I screwed up |
But this morning, for some reason, I knew the jig was up. Elton (my dad) would absolutely have cut off the service, but would he have been complicit in theft by letting them give it away? Why was it a theft I could stomach until, oddly, this morning?
Maybe because on Wed. I ordered a 6 qt instant pot from Amazon because it was a very good price. It arrived yesterday, and first thing, I read the entire user's manual. This amazing appliance offers users more ways to self injure (if not burn the house down) than I am entirely comfortable with. Plus, I hardly ever cook, and I doubted making it riskier was going to goose up the urge. So, I returned the $70 device, accepted a $14 penalty (restocking fee? splurge fine? stupidity tax?). I am thinking as I type this, that it was looking at myself with clarity and as little judgement as possible, that made the decision easy: that technology was not me.
From there, I woke from my petty vendetta against a company that delivers a paper I still want to read. Theft, even passive scamming is also not me. And there are compensations for the deproved Guard: I get a frisson of superiority and contempt to balance the sad collection of comics, the cluttered typos, and the loss of Eugene-based professional reporting and editorials.

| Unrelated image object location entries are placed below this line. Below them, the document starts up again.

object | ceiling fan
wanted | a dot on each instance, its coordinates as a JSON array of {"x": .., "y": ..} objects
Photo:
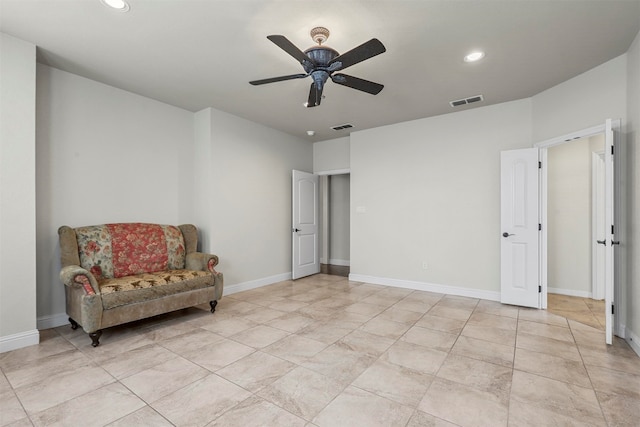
[{"x": 321, "y": 62}]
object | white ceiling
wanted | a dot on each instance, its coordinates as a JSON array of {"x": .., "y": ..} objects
[{"x": 198, "y": 54}]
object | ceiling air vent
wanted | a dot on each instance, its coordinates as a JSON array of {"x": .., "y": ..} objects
[
  {"x": 465, "y": 101},
  {"x": 344, "y": 126}
]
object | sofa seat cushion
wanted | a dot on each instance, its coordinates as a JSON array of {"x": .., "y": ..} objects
[{"x": 148, "y": 286}]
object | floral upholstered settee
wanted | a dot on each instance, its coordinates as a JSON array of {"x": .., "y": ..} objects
[{"x": 118, "y": 273}]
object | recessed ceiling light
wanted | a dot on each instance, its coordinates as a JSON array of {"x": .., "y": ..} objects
[
  {"x": 474, "y": 56},
  {"x": 119, "y": 5}
]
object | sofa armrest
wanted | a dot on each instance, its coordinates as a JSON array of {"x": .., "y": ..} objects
[
  {"x": 76, "y": 276},
  {"x": 202, "y": 262}
]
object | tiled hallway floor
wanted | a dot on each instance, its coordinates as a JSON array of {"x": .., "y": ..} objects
[{"x": 323, "y": 351}]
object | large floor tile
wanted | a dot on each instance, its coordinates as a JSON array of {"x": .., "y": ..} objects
[
  {"x": 303, "y": 392},
  {"x": 579, "y": 403},
  {"x": 340, "y": 362},
  {"x": 256, "y": 371},
  {"x": 200, "y": 402},
  {"x": 416, "y": 357},
  {"x": 256, "y": 411},
  {"x": 464, "y": 405},
  {"x": 97, "y": 408},
  {"x": 356, "y": 407},
  {"x": 164, "y": 378},
  {"x": 485, "y": 376},
  {"x": 486, "y": 351},
  {"x": 295, "y": 348},
  {"x": 554, "y": 367},
  {"x": 429, "y": 338},
  {"x": 394, "y": 382}
]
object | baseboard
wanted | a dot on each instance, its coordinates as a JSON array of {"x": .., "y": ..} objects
[
  {"x": 16, "y": 341},
  {"x": 570, "y": 292},
  {"x": 428, "y": 287},
  {"x": 52, "y": 321},
  {"x": 633, "y": 340},
  {"x": 253, "y": 284}
]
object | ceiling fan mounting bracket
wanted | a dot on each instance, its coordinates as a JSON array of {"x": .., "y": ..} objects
[{"x": 319, "y": 35}]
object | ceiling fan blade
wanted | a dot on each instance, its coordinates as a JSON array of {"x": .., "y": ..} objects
[
  {"x": 277, "y": 79},
  {"x": 357, "y": 83},
  {"x": 283, "y": 43},
  {"x": 358, "y": 54},
  {"x": 315, "y": 96}
]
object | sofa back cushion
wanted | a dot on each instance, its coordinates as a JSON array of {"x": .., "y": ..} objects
[{"x": 116, "y": 250}]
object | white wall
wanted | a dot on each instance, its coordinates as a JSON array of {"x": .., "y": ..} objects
[
  {"x": 633, "y": 164},
  {"x": 103, "y": 155},
  {"x": 430, "y": 190},
  {"x": 569, "y": 201},
  {"x": 339, "y": 211},
  {"x": 243, "y": 184},
  {"x": 17, "y": 194},
  {"x": 331, "y": 155},
  {"x": 581, "y": 102}
]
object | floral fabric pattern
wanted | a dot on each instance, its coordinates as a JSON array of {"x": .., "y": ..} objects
[
  {"x": 119, "y": 250},
  {"x": 148, "y": 280},
  {"x": 137, "y": 248},
  {"x": 95, "y": 250}
]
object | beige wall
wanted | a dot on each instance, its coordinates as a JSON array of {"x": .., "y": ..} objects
[
  {"x": 17, "y": 194},
  {"x": 569, "y": 216},
  {"x": 428, "y": 191},
  {"x": 633, "y": 192}
]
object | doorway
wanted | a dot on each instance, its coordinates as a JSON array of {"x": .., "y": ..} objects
[
  {"x": 575, "y": 221},
  {"x": 335, "y": 224}
]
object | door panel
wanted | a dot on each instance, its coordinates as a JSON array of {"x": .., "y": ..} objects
[
  {"x": 519, "y": 221},
  {"x": 611, "y": 243},
  {"x": 305, "y": 256}
]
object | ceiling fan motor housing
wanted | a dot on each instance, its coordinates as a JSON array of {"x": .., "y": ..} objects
[{"x": 321, "y": 55}]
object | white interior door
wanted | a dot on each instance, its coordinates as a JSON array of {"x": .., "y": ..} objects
[
  {"x": 611, "y": 242},
  {"x": 305, "y": 197},
  {"x": 519, "y": 220}
]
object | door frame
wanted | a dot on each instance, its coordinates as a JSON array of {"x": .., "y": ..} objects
[
  {"x": 597, "y": 205},
  {"x": 543, "y": 150},
  {"x": 324, "y": 201}
]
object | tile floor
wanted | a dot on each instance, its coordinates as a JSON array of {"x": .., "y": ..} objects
[{"x": 323, "y": 351}]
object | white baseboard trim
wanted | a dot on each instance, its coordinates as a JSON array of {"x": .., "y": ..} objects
[
  {"x": 20, "y": 340},
  {"x": 633, "y": 340},
  {"x": 429, "y": 287},
  {"x": 570, "y": 292},
  {"x": 258, "y": 283},
  {"x": 53, "y": 321}
]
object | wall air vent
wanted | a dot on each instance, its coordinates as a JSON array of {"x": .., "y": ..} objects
[
  {"x": 465, "y": 101},
  {"x": 344, "y": 126}
]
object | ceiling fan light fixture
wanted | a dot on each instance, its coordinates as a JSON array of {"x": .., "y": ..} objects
[
  {"x": 119, "y": 5},
  {"x": 474, "y": 56}
]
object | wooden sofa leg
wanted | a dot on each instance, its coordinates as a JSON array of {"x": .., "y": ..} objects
[
  {"x": 95, "y": 337},
  {"x": 74, "y": 324}
]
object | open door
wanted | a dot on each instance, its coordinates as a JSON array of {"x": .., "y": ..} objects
[
  {"x": 519, "y": 220},
  {"x": 612, "y": 242},
  {"x": 306, "y": 258}
]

I wrote an email to the subscription department confessing my transgression and requesting back billing and a new subscription. They were confused, then amazed, and unfailingly gracious. Also deeply puzzled as they had timely informed my carrier of said subscription's demise. Hence, it was not as I surmised incompetent billing practices but a "gift" from my carrier. I do hope that my willingness to pay for those ill gotten dailies will forestall any punishment upon my 98.5% reliable* and generous carrier.
I am back to living according to my scruples!
* Calculation: 19 weeks (133 papers), 131 delivered for a 98.5% reliability rate.
I have a friend who never cancelled, and has had much less reliable delivery.